Conception Possible Even After Loss-of-Fertility Associated with Chemotherapy
Jan 9, 2003
One Breast Cancer Survivor Gives Birth to Twins
The Center for Reproductive Medicine and Infertility at NewYork Weill Cornell Medical Center has discovered that the wonder drug tamoxifen can help breast cancer patients have babies even after they experience fertility loss associated with chemotherapy. A preliminary study published in the current issue of Human Reproduction is the first to describe how an in vitro fertilization (IVF) pregnancy resulted from the use of tamoxifen as an ovarian stimulant.
In the study co-authored by Dr. Kutluk Oktay and Dr. Zev Rosenwaks, Director of the Center for Reproductive Medicine and Infertility research found that a short, carefully timed course of tamoxifen boosted patients' ability to produce eggs. Every woman participating in the study produced one or more embryos, which were then either frozen or immediately implanted in their womb.

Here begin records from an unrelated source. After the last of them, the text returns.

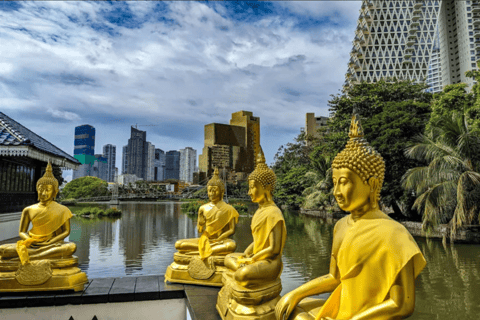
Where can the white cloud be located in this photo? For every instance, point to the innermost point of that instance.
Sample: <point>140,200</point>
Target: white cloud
<point>197,70</point>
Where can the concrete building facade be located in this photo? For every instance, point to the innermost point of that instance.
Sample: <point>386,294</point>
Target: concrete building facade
<point>232,147</point>
<point>433,41</point>
<point>110,153</point>
<point>159,165</point>
<point>172,165</point>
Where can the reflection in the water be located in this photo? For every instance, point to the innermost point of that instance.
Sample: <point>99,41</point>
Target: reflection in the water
<point>142,242</point>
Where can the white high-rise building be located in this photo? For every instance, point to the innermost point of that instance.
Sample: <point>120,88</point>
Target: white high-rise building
<point>150,165</point>
<point>109,152</point>
<point>397,39</point>
<point>188,161</point>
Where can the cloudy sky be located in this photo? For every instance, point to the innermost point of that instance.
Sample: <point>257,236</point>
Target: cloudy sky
<point>174,66</point>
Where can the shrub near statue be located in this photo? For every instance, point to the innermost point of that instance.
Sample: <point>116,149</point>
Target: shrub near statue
<point>42,260</point>
<point>374,259</point>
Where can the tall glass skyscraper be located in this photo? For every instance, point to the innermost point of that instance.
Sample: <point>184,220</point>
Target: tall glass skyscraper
<point>84,150</point>
<point>402,38</point>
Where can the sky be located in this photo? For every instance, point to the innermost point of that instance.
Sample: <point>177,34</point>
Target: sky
<point>171,67</point>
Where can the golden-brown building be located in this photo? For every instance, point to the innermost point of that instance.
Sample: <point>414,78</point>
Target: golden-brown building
<point>231,146</point>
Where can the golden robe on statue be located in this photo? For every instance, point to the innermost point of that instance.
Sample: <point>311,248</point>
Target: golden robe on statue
<point>52,217</point>
<point>371,249</point>
<point>216,219</point>
<point>264,220</point>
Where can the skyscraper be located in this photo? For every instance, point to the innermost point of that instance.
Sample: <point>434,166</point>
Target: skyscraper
<point>188,161</point>
<point>136,157</point>
<point>159,164</point>
<point>433,41</point>
<point>124,159</point>
<point>84,150</point>
<point>231,146</point>
<point>172,165</point>
<point>109,152</point>
<point>392,39</point>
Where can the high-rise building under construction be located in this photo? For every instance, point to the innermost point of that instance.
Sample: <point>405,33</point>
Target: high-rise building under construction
<point>433,41</point>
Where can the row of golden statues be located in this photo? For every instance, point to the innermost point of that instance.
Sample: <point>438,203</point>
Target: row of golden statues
<point>374,260</point>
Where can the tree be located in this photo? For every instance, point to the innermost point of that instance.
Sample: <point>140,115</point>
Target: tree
<point>291,165</point>
<point>391,111</point>
<point>85,187</point>
<point>448,187</point>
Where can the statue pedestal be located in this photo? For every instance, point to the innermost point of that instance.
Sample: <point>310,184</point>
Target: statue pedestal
<point>42,275</point>
<point>180,271</point>
<point>62,279</point>
<point>235,302</point>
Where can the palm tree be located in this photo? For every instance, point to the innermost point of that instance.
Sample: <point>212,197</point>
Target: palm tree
<point>448,188</point>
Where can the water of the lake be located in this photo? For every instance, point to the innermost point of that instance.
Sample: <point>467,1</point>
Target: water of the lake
<point>142,241</point>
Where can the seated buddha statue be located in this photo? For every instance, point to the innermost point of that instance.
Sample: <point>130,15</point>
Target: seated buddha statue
<point>374,260</point>
<point>201,260</point>
<point>42,260</point>
<point>252,285</point>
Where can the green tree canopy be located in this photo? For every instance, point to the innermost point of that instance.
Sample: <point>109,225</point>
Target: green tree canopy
<point>448,187</point>
<point>85,187</point>
<point>392,112</point>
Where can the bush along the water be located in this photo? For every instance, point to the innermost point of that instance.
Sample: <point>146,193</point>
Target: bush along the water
<point>90,212</point>
<point>192,207</point>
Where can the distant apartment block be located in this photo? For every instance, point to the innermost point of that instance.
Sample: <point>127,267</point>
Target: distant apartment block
<point>84,150</point>
<point>109,152</point>
<point>172,165</point>
<point>433,41</point>
<point>159,165</point>
<point>188,161</point>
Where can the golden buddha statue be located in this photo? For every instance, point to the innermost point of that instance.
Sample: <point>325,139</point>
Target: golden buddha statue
<point>42,260</point>
<point>252,285</point>
<point>374,259</point>
<point>201,260</point>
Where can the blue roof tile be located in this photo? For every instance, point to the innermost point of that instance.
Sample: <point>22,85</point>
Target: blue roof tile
<point>13,133</point>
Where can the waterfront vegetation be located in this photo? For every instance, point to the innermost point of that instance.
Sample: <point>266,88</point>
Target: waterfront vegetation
<point>192,206</point>
<point>430,144</point>
<point>85,187</point>
<point>93,212</point>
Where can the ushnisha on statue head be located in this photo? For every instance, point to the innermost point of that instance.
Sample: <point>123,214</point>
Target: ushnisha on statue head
<point>359,157</point>
<point>263,177</point>
<point>48,179</point>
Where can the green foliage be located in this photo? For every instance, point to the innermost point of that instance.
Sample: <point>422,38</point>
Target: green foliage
<point>391,113</point>
<point>448,187</point>
<point>291,164</point>
<point>97,212</point>
<point>85,187</point>
<point>192,207</point>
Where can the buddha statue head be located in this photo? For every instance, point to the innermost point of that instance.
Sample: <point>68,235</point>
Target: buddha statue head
<point>261,181</point>
<point>47,186</point>
<point>215,187</point>
<point>358,172</point>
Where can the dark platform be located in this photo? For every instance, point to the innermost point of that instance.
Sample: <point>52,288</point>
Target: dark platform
<point>200,300</point>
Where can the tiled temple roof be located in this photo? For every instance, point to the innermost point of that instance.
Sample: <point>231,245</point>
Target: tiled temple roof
<point>13,134</point>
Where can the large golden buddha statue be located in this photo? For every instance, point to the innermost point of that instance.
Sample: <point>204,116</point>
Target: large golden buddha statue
<point>42,260</point>
<point>374,259</point>
<point>201,260</point>
<point>252,285</point>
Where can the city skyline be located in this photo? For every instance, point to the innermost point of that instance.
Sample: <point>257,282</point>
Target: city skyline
<point>175,66</point>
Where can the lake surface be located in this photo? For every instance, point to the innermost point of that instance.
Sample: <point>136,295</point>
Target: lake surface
<point>141,242</point>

One patient who had two fresh embryos transferred has already given birth to twins.
Women with breast cancer no longer have to give up on having children, said Drs. Oktay and Rosenwaks. This treatment allows women to connect with their future and underlines that because they have breast cancer, it does not mean they have a terminal illness. It would be especially fitting if a drug that has saved so many women's lives should also preserve their fertility.
Dr. Oktay said that the experiment arose from a desire to find a safe way to preserve fertility among the 15 percent of breast cancer patients around 27,000 annually in the U.S. who are still of reproductive age when they are diagnosed.
Chemotherapy causes ovarian failure in many patients nearly as many as four out of five women in the case of those given cyclophosphamide. Even women who remain fertile or do not have chemotherapy face the problem of needing a recurrence-free period of two to five years before trying to conceive, bringing them up against the barrier of infertility due to aging and diminishing ovarian reserves.
These women can try natural cycle IVF without ovarian stimulation, but typically, no more than a single embryo can be achieved for immediate use or freezing. It turns out that tamoxifen is a safe way of increasing the number of embryos to give these women a better chance of having a baby," said Dr. Oktay.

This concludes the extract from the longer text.